Abstract

Immature granulocytes (IGs) are used as markers of infection and systemic inflammation. We aimed to investigate the diagnostic value of IGs in children with urinary tract infections (UTIs). Children with their first UTIs were included in this observational study. Blood samples were obtained before antibiotic therapy.
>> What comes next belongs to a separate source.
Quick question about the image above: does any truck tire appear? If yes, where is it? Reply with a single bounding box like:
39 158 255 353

The blood analysis was repeated 2 weeks after the treatment ended. In total, 194 children (95 with febrile UTI, 58 with cystitis, and 41 controls) were included. The percentage of IGs (IG%) and IG count (IGC) measured at the time of admission were higher in the patients with febrile UTI than in the patients with cystitis and the controls (P = 0.000). The IGC and IG% after treatment were higher in patients with renal scarring than in those without scarring (P = 0.012 and P = 0.021, respectively). Cox's regression analysis showed the significant associations of renal scarring with both IGC and IG% (hazard ratio: 8.181, P = 0.002; hazard ratio: 5.106, P = 0.033, respectively). Both IGC and IG% were positively associated with severe vesicoureteral reflux (VUR) [odds ratio (OR): 22.235, P = 0.025; OR: 15.597, P = 0.038, respectively]. In conclusion, the IG% and IGC, which can be easily measured in a routine complete blood count without the need for additional effort, could be used as biomarkers for predicting febrile UTI, renal scarring, and severe VUR in children.